Assess: Determining and Redefining Success

Without the ability to provide an assessment of successful engagement within a relevant timeline, it becomes difficult to conduct follow-on actions or measure success. In other words, did the United States do what it intended to do at the time and place it intended to? Assessment in space is particularly challenging because of the need to layer and synchronize space warfighting activities with other joint military and interagency actions. Timing the interaction of two orbiting bodies is hard to begin with. Synchronizing the timing of a third body to monitor the interaction is even harder. It might be possible to use the weapon to also conduct the assessment (similar to using an electro-optical sensor on a bomb as a form of assessment), but these capabilities require operators to shift their mindset beyond operations excellence. Space-minded warfighters should know how to adapt the use of their sensors to achieve warfighting objectives.

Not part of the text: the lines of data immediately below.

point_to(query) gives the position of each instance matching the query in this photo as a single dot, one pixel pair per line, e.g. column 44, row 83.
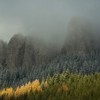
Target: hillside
column 65, row 86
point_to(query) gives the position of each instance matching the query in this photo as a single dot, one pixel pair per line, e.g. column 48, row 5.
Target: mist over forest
column 51, row 41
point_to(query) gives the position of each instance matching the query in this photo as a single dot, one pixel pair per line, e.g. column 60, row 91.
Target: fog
column 46, row 19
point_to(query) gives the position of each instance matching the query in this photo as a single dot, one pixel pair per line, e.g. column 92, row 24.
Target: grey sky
column 44, row 18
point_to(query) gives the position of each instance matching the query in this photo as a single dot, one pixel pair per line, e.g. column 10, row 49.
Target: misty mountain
column 25, row 51
column 81, row 37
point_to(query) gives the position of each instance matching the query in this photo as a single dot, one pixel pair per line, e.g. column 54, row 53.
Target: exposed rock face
column 3, row 48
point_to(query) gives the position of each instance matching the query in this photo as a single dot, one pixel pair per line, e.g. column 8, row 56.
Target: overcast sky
column 44, row 18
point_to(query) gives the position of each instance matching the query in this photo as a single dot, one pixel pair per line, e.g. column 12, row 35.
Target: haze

Assessment is the linchpin of the kill chain — the thread that links all of the steps together into an operational methodology — yet it is the most undervalued of all the elements. Assessment is far more than an intelligence evaluation. From a space warfare perspective, assessment in, through, and from the space domain marries intelligence with education and experience to understand what is happening as it happens and why it matters toward achieving larger national security objectives. A kill chain approach would improve the coordination needed to actually figure out how to monitor engagements in space while providing the foundation for feeding that knowledge back into the organizations responsible for engagement — all so space-minded warfighters can adapt and improve faster than the adversary can.

Building the Kill Chain in Space

With a charge to organize, train, and equip forces to assure unfettered access to, deter aggression in, and project power from the space domain, America’s future space force can draw upon the U.S. Air Force’s decades of experience in air and space operations. However, the fielding of new weapons alone will not be enough to overcome systemic hurdles in today’s space operations mindset. A kill chain approach will prepare U.S. space warfighters to effectively use current and future capabilities to find, fix, and track hostile targets in the space domain, seize the initiative, and quickly assess engagement to achieve national defense objectives. As the U.S. Air Force prepares to conceive a new service, now is the time to develop its space warfighter mindset so that future joint all-domain capabilities will have the range and interconnectedness to compete, deter adversaries, and win in space.

 

 

Raj Agrawal is a graduate of the U.S. Air Force Weapons School and the School of Advanced Air and Space Studies, and is a distinguished graduate of the Dwight D. Eisenhower School and the Air Command and Staff College. He has a PhD in Business Administration from Northcentral University. He served as commander for the 20th Space Control Squadron from 2016 to 2018 and as a space integrator in five different Air and Space Operations Centers from 2007 to 2012.

Christopher Fernengel is a graduate of the U.S. Air Force Weapons School, the Joint and Combined Warfighting School, and the Air Command and Staff College and a distinguished graduate of the College of Naval Command and Staff and the Marine Corps War College. He served as commander of the 4th Space Control Squadron from 2016 to 2018 and commander of the 17th Expeditionary Space Control Squadron in Afghanistan in 2018.